It is advisable to have regular gynaecological check-ups. Preventive medicine through simple and harmless examinations and tests.
A routine visit to the gynecologist is a common practice among most women, they realise that it is a good habit. But why is it so important? Because luckily, some of the gynecological organs are easily accessible, and we can carry out tests such as cytology that allows us to diagnose precancerous injuries on the cervix, or a mammogram that has proven to be a tremendously useful radiological test to diagnose breast cancer early.
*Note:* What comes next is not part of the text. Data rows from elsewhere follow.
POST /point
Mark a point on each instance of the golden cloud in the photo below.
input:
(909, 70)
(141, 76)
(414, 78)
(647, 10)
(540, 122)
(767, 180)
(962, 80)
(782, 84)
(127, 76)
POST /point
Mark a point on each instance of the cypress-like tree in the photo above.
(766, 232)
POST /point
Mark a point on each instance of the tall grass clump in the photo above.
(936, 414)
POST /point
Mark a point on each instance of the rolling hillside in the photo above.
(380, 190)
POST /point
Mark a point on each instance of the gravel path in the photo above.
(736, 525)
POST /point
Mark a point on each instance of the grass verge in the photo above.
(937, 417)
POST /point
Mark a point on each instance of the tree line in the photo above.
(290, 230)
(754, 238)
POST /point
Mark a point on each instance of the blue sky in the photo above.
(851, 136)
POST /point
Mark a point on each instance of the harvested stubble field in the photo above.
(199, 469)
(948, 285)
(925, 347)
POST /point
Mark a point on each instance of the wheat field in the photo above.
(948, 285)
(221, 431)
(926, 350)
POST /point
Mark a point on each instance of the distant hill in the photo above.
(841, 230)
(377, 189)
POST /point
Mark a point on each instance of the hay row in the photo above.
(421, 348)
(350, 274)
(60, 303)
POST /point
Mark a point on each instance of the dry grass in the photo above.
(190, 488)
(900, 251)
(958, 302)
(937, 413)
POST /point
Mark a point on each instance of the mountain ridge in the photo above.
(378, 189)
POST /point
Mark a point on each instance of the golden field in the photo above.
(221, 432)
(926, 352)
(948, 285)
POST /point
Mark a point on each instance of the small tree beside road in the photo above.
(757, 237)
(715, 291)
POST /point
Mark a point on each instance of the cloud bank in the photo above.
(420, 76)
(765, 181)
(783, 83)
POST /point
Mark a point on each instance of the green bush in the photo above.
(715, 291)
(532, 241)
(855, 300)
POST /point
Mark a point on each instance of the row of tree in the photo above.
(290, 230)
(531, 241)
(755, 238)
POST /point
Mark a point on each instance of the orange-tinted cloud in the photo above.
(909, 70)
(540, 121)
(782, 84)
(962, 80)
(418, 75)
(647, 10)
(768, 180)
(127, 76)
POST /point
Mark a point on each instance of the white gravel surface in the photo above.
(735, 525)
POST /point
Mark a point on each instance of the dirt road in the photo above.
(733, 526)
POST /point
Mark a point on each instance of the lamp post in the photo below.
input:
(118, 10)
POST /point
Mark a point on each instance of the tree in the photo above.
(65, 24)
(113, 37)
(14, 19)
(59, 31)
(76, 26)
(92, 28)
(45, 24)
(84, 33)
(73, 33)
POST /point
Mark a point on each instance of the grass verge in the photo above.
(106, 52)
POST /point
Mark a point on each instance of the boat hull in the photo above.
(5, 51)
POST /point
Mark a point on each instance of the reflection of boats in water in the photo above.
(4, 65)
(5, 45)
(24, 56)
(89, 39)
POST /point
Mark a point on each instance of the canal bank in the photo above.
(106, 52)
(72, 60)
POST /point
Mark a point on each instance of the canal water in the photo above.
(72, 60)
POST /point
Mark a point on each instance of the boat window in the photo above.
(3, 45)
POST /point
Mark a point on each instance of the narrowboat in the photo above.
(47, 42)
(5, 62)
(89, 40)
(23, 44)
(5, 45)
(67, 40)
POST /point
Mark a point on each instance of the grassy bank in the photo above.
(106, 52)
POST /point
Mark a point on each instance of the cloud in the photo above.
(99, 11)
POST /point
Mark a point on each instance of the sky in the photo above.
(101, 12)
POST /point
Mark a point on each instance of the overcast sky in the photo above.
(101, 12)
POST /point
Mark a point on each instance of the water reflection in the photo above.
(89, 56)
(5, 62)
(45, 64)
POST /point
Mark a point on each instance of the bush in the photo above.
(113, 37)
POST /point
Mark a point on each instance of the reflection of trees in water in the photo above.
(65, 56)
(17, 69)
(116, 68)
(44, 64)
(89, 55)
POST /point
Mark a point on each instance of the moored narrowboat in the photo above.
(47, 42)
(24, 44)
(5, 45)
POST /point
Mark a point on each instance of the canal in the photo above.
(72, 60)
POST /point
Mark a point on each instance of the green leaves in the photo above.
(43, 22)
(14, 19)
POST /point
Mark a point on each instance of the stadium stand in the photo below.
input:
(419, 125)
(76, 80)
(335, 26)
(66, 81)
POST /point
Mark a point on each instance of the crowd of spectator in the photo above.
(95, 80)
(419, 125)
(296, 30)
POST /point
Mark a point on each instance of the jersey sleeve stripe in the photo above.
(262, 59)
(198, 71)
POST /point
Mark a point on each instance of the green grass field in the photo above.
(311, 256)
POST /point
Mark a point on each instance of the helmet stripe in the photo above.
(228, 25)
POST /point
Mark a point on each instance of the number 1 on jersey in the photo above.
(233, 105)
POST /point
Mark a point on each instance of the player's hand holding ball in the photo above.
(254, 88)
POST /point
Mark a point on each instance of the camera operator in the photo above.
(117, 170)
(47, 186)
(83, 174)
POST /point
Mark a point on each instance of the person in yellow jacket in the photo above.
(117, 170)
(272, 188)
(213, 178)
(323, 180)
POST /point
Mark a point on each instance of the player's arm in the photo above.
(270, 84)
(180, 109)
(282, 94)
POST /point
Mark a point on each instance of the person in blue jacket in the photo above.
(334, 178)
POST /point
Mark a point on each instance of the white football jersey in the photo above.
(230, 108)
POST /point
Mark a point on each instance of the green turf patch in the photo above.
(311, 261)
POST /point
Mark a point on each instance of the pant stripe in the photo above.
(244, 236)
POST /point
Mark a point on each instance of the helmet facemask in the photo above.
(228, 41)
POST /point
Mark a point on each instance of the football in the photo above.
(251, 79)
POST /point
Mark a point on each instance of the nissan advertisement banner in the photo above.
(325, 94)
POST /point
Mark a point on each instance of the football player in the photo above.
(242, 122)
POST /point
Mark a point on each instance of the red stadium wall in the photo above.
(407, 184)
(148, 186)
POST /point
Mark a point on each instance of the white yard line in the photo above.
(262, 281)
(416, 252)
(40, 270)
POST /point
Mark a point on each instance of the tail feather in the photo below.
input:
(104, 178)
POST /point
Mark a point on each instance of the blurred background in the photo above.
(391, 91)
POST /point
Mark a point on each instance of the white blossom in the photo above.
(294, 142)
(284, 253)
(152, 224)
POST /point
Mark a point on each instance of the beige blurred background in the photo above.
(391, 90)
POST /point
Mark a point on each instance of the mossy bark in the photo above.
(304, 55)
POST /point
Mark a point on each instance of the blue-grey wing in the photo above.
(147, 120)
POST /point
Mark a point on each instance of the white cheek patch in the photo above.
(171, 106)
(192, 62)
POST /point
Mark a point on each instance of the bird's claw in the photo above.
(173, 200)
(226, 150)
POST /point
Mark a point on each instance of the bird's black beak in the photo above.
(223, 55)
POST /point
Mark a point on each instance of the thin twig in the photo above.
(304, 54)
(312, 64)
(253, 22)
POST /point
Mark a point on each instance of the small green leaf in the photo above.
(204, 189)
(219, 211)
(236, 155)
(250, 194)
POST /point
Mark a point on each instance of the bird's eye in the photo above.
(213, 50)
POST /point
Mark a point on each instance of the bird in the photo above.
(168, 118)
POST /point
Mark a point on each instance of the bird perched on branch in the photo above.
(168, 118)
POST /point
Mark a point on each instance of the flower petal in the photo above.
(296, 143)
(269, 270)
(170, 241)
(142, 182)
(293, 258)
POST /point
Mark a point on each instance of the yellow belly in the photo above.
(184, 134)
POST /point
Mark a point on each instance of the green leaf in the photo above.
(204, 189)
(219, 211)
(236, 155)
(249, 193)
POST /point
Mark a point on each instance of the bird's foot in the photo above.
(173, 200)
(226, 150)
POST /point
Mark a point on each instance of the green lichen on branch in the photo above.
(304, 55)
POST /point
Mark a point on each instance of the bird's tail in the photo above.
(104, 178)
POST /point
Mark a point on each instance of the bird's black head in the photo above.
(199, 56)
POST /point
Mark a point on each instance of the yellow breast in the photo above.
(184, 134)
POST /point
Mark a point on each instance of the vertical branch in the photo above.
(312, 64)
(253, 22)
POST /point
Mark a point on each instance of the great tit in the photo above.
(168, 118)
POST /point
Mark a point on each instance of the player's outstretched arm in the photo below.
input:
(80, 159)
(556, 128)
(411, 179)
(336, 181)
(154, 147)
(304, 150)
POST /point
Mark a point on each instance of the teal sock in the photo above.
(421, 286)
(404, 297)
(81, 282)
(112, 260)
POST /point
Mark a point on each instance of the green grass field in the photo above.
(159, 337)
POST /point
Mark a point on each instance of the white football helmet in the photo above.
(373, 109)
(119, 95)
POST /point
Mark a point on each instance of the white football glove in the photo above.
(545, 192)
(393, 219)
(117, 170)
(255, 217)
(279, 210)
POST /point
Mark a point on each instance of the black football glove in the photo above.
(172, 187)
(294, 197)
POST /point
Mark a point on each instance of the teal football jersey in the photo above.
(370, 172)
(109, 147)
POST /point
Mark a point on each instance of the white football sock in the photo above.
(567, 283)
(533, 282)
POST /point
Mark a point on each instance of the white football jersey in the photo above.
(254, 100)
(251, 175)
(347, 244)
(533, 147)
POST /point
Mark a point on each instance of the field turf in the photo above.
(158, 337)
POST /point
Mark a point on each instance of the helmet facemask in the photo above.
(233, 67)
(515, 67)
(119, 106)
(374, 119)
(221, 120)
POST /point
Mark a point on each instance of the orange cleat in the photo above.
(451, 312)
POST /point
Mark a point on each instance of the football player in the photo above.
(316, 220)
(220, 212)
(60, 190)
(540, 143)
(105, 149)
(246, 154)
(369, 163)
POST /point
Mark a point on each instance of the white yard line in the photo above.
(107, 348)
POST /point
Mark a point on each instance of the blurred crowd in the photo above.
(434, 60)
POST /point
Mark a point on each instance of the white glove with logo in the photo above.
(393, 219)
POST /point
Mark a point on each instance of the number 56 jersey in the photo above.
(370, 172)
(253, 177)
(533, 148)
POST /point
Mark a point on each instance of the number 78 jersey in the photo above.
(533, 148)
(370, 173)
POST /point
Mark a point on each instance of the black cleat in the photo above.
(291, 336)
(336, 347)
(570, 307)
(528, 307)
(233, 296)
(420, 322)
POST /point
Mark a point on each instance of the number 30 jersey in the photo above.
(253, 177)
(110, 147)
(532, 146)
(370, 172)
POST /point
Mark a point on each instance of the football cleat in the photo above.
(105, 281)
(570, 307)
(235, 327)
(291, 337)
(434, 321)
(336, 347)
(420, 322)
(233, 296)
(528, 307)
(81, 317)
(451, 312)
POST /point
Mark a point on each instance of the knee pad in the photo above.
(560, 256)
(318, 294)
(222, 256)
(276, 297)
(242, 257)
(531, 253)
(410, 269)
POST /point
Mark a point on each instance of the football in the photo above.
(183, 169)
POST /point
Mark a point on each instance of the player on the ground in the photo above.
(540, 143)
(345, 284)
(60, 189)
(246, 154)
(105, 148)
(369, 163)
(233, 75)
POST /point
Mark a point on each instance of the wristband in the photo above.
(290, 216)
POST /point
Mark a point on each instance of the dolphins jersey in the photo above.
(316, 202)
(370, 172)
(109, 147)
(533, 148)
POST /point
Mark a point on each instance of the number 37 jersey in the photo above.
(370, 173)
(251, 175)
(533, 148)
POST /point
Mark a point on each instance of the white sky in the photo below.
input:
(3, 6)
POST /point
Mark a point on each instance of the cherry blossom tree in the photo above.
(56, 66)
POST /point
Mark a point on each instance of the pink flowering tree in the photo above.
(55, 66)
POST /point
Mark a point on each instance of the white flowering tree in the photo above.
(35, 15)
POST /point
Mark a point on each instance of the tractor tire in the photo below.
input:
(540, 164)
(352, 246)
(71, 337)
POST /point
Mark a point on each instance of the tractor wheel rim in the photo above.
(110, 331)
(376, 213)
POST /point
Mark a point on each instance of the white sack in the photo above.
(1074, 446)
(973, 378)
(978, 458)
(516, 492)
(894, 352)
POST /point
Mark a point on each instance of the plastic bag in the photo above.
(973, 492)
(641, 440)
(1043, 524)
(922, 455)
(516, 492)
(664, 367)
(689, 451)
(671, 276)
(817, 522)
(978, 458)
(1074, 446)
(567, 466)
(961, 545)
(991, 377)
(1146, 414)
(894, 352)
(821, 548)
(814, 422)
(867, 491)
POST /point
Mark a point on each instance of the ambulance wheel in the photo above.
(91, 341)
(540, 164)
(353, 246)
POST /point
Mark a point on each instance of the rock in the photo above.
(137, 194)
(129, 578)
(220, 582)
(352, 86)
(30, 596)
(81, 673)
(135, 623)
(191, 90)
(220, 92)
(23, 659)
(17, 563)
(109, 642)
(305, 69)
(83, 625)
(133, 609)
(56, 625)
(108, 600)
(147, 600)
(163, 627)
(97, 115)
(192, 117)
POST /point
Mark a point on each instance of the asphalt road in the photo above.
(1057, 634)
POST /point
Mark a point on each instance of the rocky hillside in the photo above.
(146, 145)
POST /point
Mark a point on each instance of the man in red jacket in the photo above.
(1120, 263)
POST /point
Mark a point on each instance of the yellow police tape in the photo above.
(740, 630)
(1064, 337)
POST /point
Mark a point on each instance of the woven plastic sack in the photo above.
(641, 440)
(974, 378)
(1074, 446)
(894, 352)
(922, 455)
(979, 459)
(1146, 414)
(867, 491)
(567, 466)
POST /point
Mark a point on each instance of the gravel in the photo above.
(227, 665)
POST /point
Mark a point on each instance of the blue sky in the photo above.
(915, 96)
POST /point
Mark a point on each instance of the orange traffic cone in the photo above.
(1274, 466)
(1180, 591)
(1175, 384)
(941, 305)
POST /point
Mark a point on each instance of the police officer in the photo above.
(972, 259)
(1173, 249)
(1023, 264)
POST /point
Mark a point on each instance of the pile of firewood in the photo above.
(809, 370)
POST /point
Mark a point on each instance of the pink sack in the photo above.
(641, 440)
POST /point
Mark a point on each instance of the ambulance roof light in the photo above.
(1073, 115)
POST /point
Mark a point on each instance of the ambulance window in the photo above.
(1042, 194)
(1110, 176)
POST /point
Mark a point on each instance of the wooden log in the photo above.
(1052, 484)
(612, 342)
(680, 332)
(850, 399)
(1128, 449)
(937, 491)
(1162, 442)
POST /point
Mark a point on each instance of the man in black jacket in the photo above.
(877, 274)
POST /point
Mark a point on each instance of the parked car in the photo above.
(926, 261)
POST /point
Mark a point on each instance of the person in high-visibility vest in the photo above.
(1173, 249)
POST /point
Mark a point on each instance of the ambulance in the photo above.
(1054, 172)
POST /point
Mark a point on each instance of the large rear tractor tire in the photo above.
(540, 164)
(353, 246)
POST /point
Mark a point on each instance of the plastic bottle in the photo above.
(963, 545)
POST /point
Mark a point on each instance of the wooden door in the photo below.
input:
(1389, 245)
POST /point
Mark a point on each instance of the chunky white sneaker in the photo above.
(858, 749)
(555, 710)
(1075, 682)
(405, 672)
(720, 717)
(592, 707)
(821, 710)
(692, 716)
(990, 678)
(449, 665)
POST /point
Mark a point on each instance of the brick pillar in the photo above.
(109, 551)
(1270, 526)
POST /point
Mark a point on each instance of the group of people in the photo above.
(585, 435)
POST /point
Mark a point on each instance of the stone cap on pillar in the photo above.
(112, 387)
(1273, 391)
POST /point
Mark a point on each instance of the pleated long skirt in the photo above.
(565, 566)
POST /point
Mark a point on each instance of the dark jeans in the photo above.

Both have a significant and very positive impact on the health of women who are checked regularly.
On the other hand, a gynaecological check-up is useful for assessing the patient's health condition, to discuss the different contraception alternatives with her, if necessary, or to promote healthy behaviour and avoid toxic habits. In any context, but especially when pregnancy is being planned, to raise awareness among young women about the prevention of unplanned pregnancies or sexually transmitted diseases.
There is some controversy about the frequency of these visits and the age from which the first visit should be made. In my opinion and that of most scientific societies, they should be done every year from the age at which sexual relations begin, and in its absence, from the age of 25.
- In a small interview withthe gynaecologistwho will consider any personal and health history, frequency and intensity of menstrual cycles, you will be able to discuss aspects related to birth control or, on the other hand, the correct approach to becoming pregnant, as the case may be.
- Mammary exploration, during which mammary pathologies can be identified and to teach to the patient how to do a breast self-exam, and according to the patient's age, request complementary tests such as a mammogram or breast ultrasound. Each of them has an indication, and are complementary and not mutually exclusive.
- A mammogram is the test par excellence for the early diagnosis of breast cancer, but it has its limitations, as in younger women there is more presence of abundant fibrous material, which is specific to age, making it difficult to interpret the images, so it is often supplemented with a breast ultrasound, which is also indicated as the first option in very young women for the control of common benign pathologies such as breast cysts or fibroadenomas. The frequency with which it is necessary to carry it out is also variable according to the sources consulted, annually or biannually is the general rule, starting from40-50 years old.
- A cervicovaginal smear test is another test that is done routinely during a gynaecological check-up. It consists of brushing one of the external areas of the opening to the womb and inside endocervical canal, which are easily accessed with a small appliance called a speculoscope, which separates the vaginal walls. It is a discreet, slightly uncomfortable procedure, but not painful or traumatic, that permits the obtention of a sample of cells from the cervix that are then sent to a laboratory to be reviewed by an expert technician, who will identify any precancerous changes and inform on any recommendable control or treatment in order to avoid developing cancer.
- A bimanual exam also forms part of the gynaecological examination: the gynaecologist, through double vagina and abdominal palpation, is able to assess the size of the uterus and ovaries, that in certain pathologies can become enlarged.
- The practice of transvaginal ultrasound is increasingly forming part of a routine gynaecological examination. We have to consider it as optional, but the fact that it is an innocuous, easy to perform test and of major informative value, which is increasingly used to assess the morphology of the uterus, the endometrium and the ovaries, according to data obtained during the medical investigation or exploration events, and even in cases of absolute normality according to the age of the patient.
- Similarly, in many cases a visit to the gynaecologist is the only health check that a patient has on a regular basis, which consequently, if appropriate according to the age or history, can also be used to have a blood test to assess the normality of parameters such as glucose, cholesterol… or a bone densitometry if the patient doesn't regularly visit the doctor.
On this note we would like to encourage all women to make a regular visit to the gynaecologist as "prevention is always better than cure."